AFP reports: The international community is not doing enough to help resolve the Syrian crisis, Turkish President Abdullah Gul said Tuesday as he urged an orderly transition to democracy.

“The international community as whole has so far performed poorly in providing an effective response to the crisis at hand,” Gul said in a public address following the NATO summit in Chicago.

Gul said Turkey is doing “all it can to alleviate the suffering of the Syrian people,” including hosting close to 25,000 Syrians who “fled from the regime’s campaign of violence.”

He deplored the fact that “scores of people are dying in pursuit of their rights and dignity” in Syria and said it is the responsibility of the international community to support the Syrian people’s journey to democracy.

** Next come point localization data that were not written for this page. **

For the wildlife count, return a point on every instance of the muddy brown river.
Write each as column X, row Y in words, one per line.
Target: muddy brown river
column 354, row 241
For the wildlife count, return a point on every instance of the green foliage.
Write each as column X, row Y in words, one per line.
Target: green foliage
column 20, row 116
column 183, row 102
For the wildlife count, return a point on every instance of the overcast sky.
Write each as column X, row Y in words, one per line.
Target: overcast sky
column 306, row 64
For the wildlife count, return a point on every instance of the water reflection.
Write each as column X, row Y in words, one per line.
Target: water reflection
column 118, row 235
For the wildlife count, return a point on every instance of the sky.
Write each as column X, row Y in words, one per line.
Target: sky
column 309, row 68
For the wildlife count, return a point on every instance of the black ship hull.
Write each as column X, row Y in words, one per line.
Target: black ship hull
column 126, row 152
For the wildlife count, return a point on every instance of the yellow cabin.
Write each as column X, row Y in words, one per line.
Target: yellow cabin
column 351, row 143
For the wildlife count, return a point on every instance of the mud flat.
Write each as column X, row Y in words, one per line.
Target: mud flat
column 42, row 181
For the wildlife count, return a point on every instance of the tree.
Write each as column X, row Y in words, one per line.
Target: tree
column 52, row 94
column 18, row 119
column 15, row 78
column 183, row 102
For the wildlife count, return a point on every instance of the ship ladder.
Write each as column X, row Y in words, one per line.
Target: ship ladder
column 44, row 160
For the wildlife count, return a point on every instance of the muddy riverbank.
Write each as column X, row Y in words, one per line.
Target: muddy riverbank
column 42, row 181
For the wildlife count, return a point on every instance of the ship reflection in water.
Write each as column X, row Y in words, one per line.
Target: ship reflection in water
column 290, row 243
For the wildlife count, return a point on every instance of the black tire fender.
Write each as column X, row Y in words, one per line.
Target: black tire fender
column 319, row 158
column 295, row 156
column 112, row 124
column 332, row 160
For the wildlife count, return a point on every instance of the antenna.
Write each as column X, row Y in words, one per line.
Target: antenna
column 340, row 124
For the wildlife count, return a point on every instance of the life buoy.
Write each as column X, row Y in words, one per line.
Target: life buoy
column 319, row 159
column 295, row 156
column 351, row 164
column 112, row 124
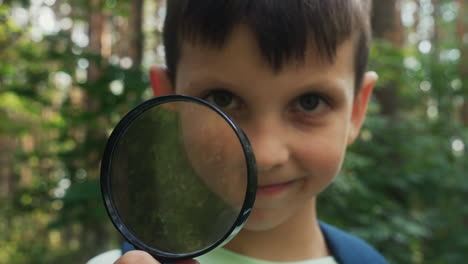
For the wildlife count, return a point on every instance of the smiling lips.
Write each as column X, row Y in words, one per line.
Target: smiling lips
column 273, row 189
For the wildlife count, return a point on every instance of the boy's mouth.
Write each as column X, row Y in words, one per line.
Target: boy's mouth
column 273, row 189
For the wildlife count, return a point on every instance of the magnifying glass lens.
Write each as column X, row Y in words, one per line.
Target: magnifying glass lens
column 175, row 177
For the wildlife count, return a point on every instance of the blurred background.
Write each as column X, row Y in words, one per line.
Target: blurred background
column 69, row 70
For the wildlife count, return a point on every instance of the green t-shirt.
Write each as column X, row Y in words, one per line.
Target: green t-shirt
column 225, row 256
column 217, row 256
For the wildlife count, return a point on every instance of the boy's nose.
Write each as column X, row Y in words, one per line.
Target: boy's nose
column 269, row 145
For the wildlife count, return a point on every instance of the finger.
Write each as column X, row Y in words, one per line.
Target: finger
column 136, row 257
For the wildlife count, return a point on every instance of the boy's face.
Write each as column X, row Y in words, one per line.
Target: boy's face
column 299, row 120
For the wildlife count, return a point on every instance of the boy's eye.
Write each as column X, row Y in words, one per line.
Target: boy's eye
column 222, row 99
column 310, row 103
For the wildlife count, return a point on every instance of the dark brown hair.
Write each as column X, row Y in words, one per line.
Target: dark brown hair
column 284, row 28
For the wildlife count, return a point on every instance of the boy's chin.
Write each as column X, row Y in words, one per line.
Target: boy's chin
column 263, row 220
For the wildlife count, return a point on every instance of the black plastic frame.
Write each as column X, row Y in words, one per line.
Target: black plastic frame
column 106, row 190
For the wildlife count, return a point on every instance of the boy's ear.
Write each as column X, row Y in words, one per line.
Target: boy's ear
column 160, row 81
column 360, row 104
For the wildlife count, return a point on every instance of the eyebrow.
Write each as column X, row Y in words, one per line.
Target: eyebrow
column 329, row 88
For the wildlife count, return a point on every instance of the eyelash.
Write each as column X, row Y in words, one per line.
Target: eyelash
column 321, row 99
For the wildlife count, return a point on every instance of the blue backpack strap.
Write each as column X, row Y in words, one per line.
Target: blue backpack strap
column 127, row 247
column 349, row 249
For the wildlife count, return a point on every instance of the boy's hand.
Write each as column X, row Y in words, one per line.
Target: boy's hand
column 141, row 257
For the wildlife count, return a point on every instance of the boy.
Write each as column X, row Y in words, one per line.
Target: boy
column 292, row 74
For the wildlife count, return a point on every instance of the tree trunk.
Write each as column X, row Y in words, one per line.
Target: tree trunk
column 136, row 33
column 463, row 61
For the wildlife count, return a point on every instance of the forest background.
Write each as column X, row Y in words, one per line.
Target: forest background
column 70, row 70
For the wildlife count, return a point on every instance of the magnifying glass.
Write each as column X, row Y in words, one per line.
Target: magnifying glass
column 178, row 177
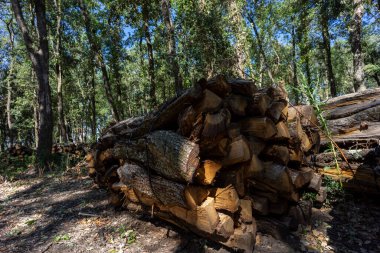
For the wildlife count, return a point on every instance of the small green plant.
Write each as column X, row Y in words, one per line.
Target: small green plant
column 30, row 222
column 309, row 196
column 129, row 234
column 334, row 189
column 63, row 237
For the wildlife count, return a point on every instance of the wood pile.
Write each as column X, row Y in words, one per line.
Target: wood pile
column 354, row 119
column 75, row 149
column 210, row 159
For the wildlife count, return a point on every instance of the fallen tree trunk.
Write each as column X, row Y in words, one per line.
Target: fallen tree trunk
column 200, row 160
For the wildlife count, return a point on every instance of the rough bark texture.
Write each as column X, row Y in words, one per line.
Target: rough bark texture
column 96, row 50
column 356, row 45
column 354, row 117
column 58, row 72
column 40, row 61
column 161, row 190
column 151, row 71
column 327, row 50
column 165, row 6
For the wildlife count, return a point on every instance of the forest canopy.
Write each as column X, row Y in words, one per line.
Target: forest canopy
column 70, row 67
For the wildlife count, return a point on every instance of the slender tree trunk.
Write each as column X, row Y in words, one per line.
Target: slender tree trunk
column 152, row 78
column 40, row 61
column 58, row 72
column 165, row 5
column 327, row 50
column 356, row 45
column 261, row 48
column 303, row 41
column 294, row 63
column 93, row 105
column 95, row 47
column 10, row 82
column 115, row 24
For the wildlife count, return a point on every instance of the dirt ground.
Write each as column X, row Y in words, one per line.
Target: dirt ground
column 70, row 214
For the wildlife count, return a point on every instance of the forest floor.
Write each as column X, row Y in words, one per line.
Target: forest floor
column 68, row 213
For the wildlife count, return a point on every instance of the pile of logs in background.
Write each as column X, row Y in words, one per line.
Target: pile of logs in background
column 210, row 159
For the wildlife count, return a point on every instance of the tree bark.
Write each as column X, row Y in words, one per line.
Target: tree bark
column 356, row 46
column 40, row 61
column 326, row 44
column 93, row 104
column 58, row 72
column 152, row 78
column 95, row 47
column 294, row 62
column 165, row 5
column 261, row 49
column 116, row 54
column 10, row 82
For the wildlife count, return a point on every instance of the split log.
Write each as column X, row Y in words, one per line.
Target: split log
column 162, row 191
column 186, row 121
column 315, row 182
column 282, row 132
column 206, row 173
column 195, row 195
column 259, row 127
column 237, row 104
column 254, row 167
column 215, row 125
column 260, row 204
column 225, row 227
column 245, row 207
column 165, row 116
column 300, row 178
column 242, row 87
column 218, row 85
column 210, row 102
column 204, row 217
column 275, row 110
column 260, row 104
column 276, row 176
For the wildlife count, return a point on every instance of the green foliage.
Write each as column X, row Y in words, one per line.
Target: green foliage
column 62, row 237
column 334, row 188
column 210, row 37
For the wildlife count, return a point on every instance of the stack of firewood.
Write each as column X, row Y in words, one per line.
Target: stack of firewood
column 210, row 159
column 354, row 124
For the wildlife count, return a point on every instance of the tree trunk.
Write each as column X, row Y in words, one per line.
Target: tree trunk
column 326, row 44
column 261, row 49
column 152, row 78
column 116, row 54
column 294, row 62
column 238, row 28
column 10, row 83
column 58, row 72
column 171, row 46
column 356, row 46
column 96, row 49
column 93, row 104
column 40, row 61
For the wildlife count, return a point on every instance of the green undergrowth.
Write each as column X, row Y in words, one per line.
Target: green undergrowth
column 13, row 168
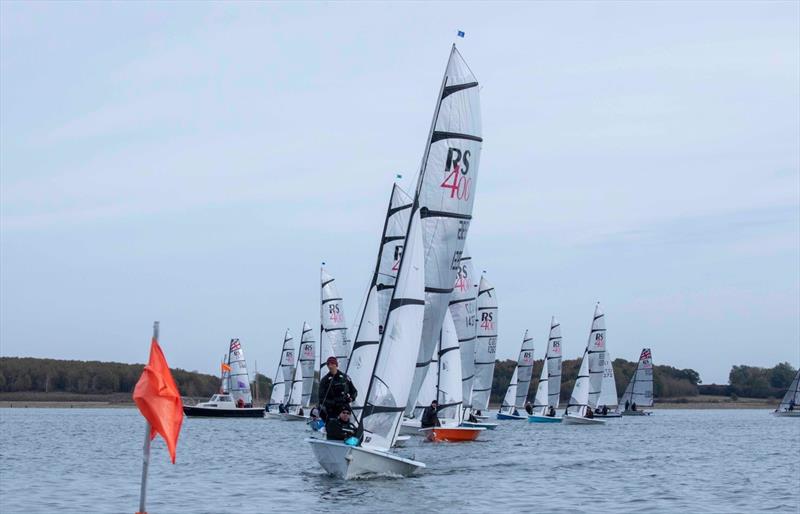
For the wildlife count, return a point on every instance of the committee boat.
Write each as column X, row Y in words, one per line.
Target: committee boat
column 236, row 400
column 788, row 407
column 548, row 392
column 639, row 392
column 579, row 409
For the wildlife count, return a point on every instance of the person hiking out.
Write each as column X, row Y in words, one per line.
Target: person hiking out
column 429, row 418
column 336, row 390
column 340, row 427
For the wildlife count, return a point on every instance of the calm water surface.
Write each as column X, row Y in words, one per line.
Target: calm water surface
column 89, row 460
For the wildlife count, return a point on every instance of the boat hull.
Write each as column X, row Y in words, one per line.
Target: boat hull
column 787, row 414
column 452, row 434
column 348, row 462
column 487, row 426
column 609, row 415
column 294, row 417
column 533, row 418
column 578, row 420
column 214, row 412
column 503, row 416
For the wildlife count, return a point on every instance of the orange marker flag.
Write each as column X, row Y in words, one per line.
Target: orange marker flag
column 159, row 400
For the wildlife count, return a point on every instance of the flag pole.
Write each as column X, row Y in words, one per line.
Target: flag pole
column 146, row 450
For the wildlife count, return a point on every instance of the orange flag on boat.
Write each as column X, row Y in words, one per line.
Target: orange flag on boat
column 159, row 400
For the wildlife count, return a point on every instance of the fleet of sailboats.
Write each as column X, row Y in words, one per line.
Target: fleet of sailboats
column 428, row 329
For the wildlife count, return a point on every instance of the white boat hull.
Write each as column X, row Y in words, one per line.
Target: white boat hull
column 294, row 417
column 569, row 419
column 348, row 462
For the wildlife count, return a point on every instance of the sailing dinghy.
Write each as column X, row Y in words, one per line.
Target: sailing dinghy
column 517, row 393
column 448, row 390
column 607, row 403
column 486, row 346
column 639, row 392
column 789, row 405
column 279, row 396
column 390, row 382
column 299, row 402
column 579, row 408
column 548, row 392
column 236, row 400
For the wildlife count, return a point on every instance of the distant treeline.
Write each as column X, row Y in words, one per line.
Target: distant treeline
column 753, row 382
column 668, row 382
column 25, row 374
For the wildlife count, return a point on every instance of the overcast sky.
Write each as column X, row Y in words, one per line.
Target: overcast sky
column 194, row 164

“The six-point Annan Plan might still be the last chance for an orderly transition in Syria if it is urgently implemented in all its aspects, including an effective ceasefire, free political activity and exercise of democratic rights,” Gul told the Chicago Council on Global Affairs.

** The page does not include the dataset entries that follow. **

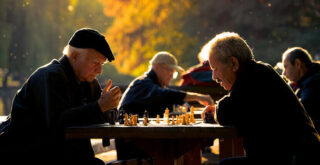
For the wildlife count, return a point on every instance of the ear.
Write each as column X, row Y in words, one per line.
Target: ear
column 73, row 55
column 234, row 63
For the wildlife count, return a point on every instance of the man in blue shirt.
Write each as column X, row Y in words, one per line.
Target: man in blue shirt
column 301, row 70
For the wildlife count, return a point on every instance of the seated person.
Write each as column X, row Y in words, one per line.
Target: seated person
column 275, row 127
column 199, row 74
column 304, row 75
column 149, row 92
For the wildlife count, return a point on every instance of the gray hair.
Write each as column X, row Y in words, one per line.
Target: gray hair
column 228, row 44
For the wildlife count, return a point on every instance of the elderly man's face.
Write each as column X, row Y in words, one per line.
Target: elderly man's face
column 223, row 73
column 88, row 65
column 290, row 71
column 165, row 74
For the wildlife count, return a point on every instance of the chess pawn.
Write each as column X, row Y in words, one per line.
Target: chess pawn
column 146, row 115
column 184, row 120
column 135, row 120
column 126, row 120
column 192, row 118
column 173, row 123
column 208, row 118
column 121, row 117
column 145, row 121
column 192, row 110
column 178, row 120
column 187, row 118
column 158, row 119
column 166, row 116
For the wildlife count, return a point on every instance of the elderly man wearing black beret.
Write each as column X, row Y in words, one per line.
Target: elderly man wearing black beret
column 57, row 95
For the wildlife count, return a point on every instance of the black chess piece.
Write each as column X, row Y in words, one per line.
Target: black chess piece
column 110, row 116
column 146, row 115
column 121, row 117
column 208, row 118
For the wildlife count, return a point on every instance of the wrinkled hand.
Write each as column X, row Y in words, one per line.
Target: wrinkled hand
column 109, row 99
column 206, row 100
column 208, row 109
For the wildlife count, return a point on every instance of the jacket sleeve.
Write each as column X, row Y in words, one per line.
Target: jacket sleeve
column 53, row 96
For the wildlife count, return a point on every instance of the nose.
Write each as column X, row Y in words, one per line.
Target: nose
column 99, row 69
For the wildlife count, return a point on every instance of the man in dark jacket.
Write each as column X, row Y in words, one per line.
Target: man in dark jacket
column 301, row 70
column 272, row 121
column 57, row 95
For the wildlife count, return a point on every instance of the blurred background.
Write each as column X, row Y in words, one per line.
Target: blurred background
column 33, row 32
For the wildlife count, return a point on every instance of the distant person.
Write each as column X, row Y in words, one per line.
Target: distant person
column 272, row 121
column 300, row 69
column 200, row 75
column 149, row 92
column 57, row 95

“Once this is achieved, I believe a relatively peaceful political transition can be reached in Syria.”

Turkey is “highly concerned” about nuclear proliferation and continues to call for the establishment of a “weapons of mass destruction free zone” which would include both Iran and Israel, Gul said.

The Associated Press reports: United States and NATO officials say the North Atlantic alliance has no intention of intervening militarily to quell violence in Syria.

NATO Secretary-General Anders Fogh Rasmussen and U.S. Ambassador to NATO Ivo Daalder said members of the alliance continue to seek ways to pressure Syrian President Bashar Assad’s regime so it abides by a peace plan brokered by special envoy Kofi Annan.

Reuters reports: U.N. Secretary-General Ban Ki-moon expressed concern on Monday that violence from the 14-month conflict in Syria could spread to neighbouring Lebanon, and reiterated his fear that the Syrian violence may erupt into a full-scale civil war.

In a readout of a meeting between Ban and new French President Francois Hollande on the sidelines of the NATO summit in Chicago, the U.N. press office wrote that Ban said the world is at “a pivotal moment in the search for a peaceful settlement to the crisis.”

Ban was “extremely troubled about the risk of an all-out civil war (in Syria) and was concerned about the outbreak of related violence in Lebanon,” the U.N. statement said.